Video: Marc Marquez crashes out in Catalunya MotoGP; has he crashed out of the title race too?
DESPERATE times call for desperate measures, and Marc Marquez was a desperate man. But does this crash signal the end of his MotoGP title hopes?
DESPARATE times call for desperate measures and, with his MotoGP title hopes creeping away like the blue bike in front of him, Marc Marquez was a desperate man.
Knowing he needed to hang onto Jorge Lorenzo’s coat-tails if he was to stand any chance of winning the Catalunya Grand Prix, he took his ill-handling Honda by the scruff of its neck and rode it to its absolute limits.
On the fourth lap he lost the battle and, likely, this year’s world championship.
REPORT: LORENZO GOES FOURTH; MARQUEZ TUMBLES AGAIN
RESULTS: CLICK HERE FOR FULL RESULTS FROM CATALUNYA GP
He lost control at the end of the back straight under heavy braking for the La Caixa hairpin, somehow avoiding spearing into the back of Lorenzo — although the Yamaha rider was adamant that he did in fact brush him — on his way into the gravel.
The impact of the bike hitting the ground bent the gear lever, ending Marquez’s day.
“I tried to give 100 per cent at my home race but I made a mistake trying to push too much,” Marquez said.
“I wanted to do well — at all costs — and these things can happen.”
It is Marquez’s second crash in as many races, leaving him languishing in fifth place in the standings a whole 69 points behind points leader Valentino Rossi.
While his Honda teammate Dani Pedrosa showed the troublesome RC213V is capable of podium finishes, Marquez knows he needs to be ahead of the dominant Yamahas of Rossi and teammate Jorge Lorenzo if he is to begin clawing back his deficit in points.
“Sure I can finish the race 20 seconds behind them but you know it is not my style,” he told Motomatters.com.
“(On Saturday) I say that now I am at the point where I need to take risks if I want to win this championship but I cannot lose any race.”
Lorenzo has now taken four wins on the bounce, leading every single lap along the way. He asserts his dominance from the beginning, setting a crushing pace in the opening laps and forcing his rivals to submit.

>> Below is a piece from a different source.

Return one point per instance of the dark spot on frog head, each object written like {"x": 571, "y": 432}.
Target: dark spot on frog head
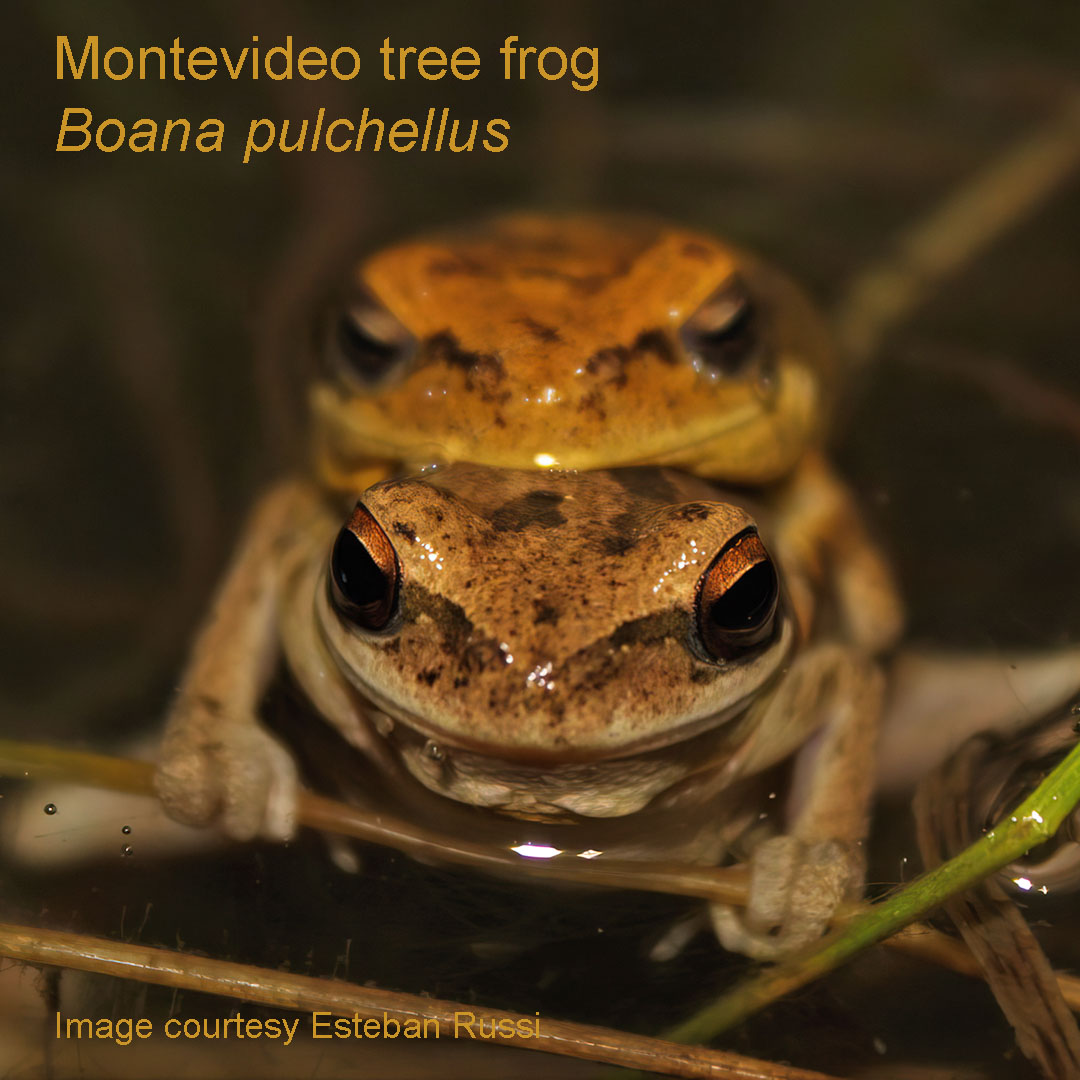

Marquez tried to go with him at Mugello, but could not live with the No. 99 Yamaha in the Italian circuit’s fast, sweeping bends.
At the slightly tighter Catalunya layout he sensed his chance. If he could sneak ahead of Lorenzo and force him to fight for the lead, maybe it would disrupt his Spanish rival’s rhythm enough to allow Marquez to work some magic.
“The thing is that these first two laps I was able to follow (Lorenzo) but always at the limit, always riding really smooth,” he added.
“When you are trying to follow them you need to ride 100 per cent on the limit and then when you do a small mistake, like Mugello and here, you lose the race.
“But for me my mentality it was the only way to win this championship. I tried.”
Now, neither time nor maths is on his side.
Even if Marquez can win the final 11 races on the trot — one more than he managed when his bike was on song at the start of last year — it will not be enough.
Both Rossi and Lorenzo can afford to finish second to him at every race and still win the title in a canter.
His only hopes now are for Honda to rediscover the magic that appears to be missing from their 2015-spec machine, Yamaha’s stars to come unstuck, or both.